4 Ways to Take Time Off From Work (And Still Feel Shockingly Productive)

Time is the most valuable resource, right? Well, what do you do when you’ve suddenly got a huge chunk of time ahead of you?

I found myself in this situation last fall as a college senior. I was able to complete my classes two quarters early, and if I so desired, wouldn’t have to take classes all of January through May before graduating.

The thought of a five-month long vacation was absolutely thrilling but also a bit terrifying. We all know too well that it’s so important to take time off, but in reality, we don’t end up doing it enough. It’s very easy to stay plugged in after hours, skip out on PTO, or work weekends even if we don’t really have to. Perhaps it’s the feeling that we’ll miss something important if we’re not tuned in or the peer pressure from the workaholics around us. But in reality, taking time off can greatly improve productivity, stimulate creative thinking, reduce stress, and give your brain that recharge it deserves. {click to tweet}

So what did I end up doing over this makeshift sabbatical? In true multitasking fashion, I did a bit of everything to treat my stressed out self: I traveled to Australia and New Zealand, met Warren Buffett (more on that here), coached tennis and taught music, worked with the awesome Career Contessa team, gained non-profit experience at Room to Read (yes, the workaholic in me couldn’t quite escape working), and probably induced early onset of diabetes with incessant baking. But beyond this list of really fun things are some lessons I learned about the impact taking time off can have on personal and professional development. Here they are:

1. When You’re Taking Time Off, It’s Ok to do Things Just Because

I approached the Career Contessa team last fall with a boatload of enthusiasm and a goal to work with them — not because the internship was directly relevant to my immediate career goals, but just because I loved their mission and knew I’d learn a lot. I trusted my gut that Career Contessa was where I wanted to be and convinced the team to hire me, which led to an amazing growth experience that actually did influence my long-term aspirations. I know that most people don’t have the luxury to just pick up an interest and make it happen, but if presented with the time to do so, I’d say go for it. Sometimes, the best experiences can’t be scripted.

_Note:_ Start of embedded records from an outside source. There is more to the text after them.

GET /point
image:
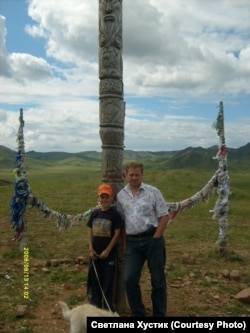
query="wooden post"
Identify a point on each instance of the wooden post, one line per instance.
(111, 105)
(221, 206)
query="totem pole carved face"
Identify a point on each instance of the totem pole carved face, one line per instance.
(110, 23)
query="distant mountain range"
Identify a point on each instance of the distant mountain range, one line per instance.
(189, 158)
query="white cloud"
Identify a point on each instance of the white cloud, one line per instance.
(181, 53)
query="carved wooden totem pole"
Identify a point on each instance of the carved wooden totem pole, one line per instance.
(112, 106)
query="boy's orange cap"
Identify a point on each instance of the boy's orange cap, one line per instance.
(105, 189)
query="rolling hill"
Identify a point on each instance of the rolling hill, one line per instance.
(189, 158)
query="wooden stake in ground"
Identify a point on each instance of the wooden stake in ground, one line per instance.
(221, 206)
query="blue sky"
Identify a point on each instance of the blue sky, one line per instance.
(180, 59)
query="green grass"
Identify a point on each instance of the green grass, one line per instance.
(196, 289)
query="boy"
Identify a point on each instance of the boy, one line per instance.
(105, 225)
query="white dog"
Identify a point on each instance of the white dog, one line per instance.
(78, 315)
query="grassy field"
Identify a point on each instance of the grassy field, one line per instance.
(195, 288)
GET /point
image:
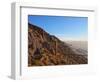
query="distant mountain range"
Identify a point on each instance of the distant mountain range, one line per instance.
(45, 49)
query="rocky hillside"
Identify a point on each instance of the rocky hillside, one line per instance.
(45, 49)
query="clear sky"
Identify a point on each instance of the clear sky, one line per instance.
(64, 27)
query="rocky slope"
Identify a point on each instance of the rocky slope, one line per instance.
(45, 49)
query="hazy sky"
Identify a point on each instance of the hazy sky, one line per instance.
(64, 27)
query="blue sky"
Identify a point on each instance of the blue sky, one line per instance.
(64, 27)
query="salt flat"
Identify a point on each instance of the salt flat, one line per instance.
(79, 47)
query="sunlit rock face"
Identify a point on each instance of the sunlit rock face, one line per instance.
(45, 49)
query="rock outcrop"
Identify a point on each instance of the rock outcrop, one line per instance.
(45, 49)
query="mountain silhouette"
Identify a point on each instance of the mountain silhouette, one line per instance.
(45, 49)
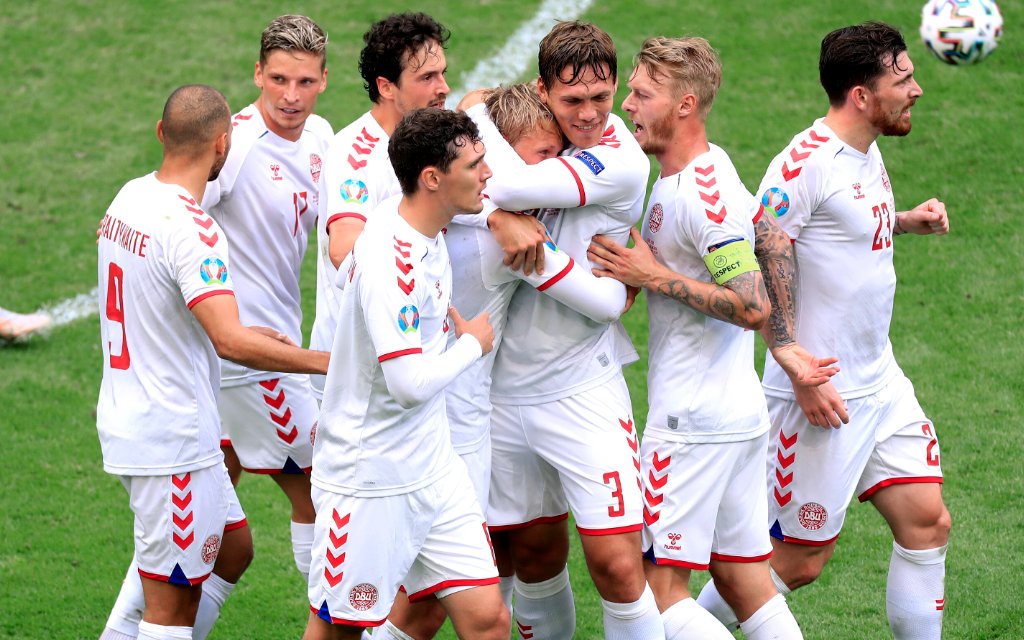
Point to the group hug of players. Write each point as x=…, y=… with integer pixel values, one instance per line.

2. Community Engagement is So Worth It

A friend of mine once said, “If you really care about a cause, you’ll find time for it, despite how demanding work might be.” Case in point: she juggled her job as a banker while serving as a rape counselor on the weekends. Yes, she is a total baller, but her point shone through during my time off. Working at an education non-profit and volunteering at my high school were both incredibly rewarding experiences, and have motivated me to seek service opportunities for young professionals once I start my full-time job. In addition, I took advantage of networking and women’s events while taking time off, both of which were great ways to engage with inspiring peers and improve professional visibility. The point is: there is time to engage in our communities. We’ve just got to find it. {click to tweet}

3. Reading and Writing Really Change You

I actually read books over the last few months. For fun. So many of my peers early in their careers have told me that work schedules often leave little time to read for pleasure…and I totally believe it. During my time off, I started reading articles that weren’t just my morning news scoop, but op-eds and perspectives on a variety of topics — things I used to make excuses for and tuck away into a barely opened “Read Later” folder. Reading more has given me great intellectual satisfaction (and made me a more interesting person), which, by the way, comes in handy when you need to break the ice. Bring up that new book you’ve started reading with someone who might be interested in the topic, and bingo, there’s an instant connection.

To top it off, I delved into writing with encouragement from the CC team, which has turned out to be a great decision. Not only does writing serve as a reflective outlet, but it’s also a neat way to beef up your online presence and credibility in the eyes of a recruiter…hint hint.

4. Personal FOMO is Only Temporary

Confession: My biggest fear when leaving school for five months was that I would miss out on all the memories with friends and end up regretting my decision later. I’ll admit — the beginning was hard. I had to force myself off of social media and realize that I was only detracting from the time I was using to invest in myself. So I decided to jump on the JOMO bandwagon and recognize the “joy of missing out” — or the feeling of being completely comfortable with your decisions and trusting yourself. It might sound funky, but it could be a step in the right direction to get over career FOMO as well.

So all in all, I’m rating my time off as a 10/10. I’m feeling ready to tackle the world of #adulting and have found new passions and interests that I hope to keep pursuing. If you’ve got the chance to take a break — whether it’s between high school and college, a work sabbatical, or time in between jobs, take a leap of faith. It paid off for me (and in more ways than the tuition money I was able to save)!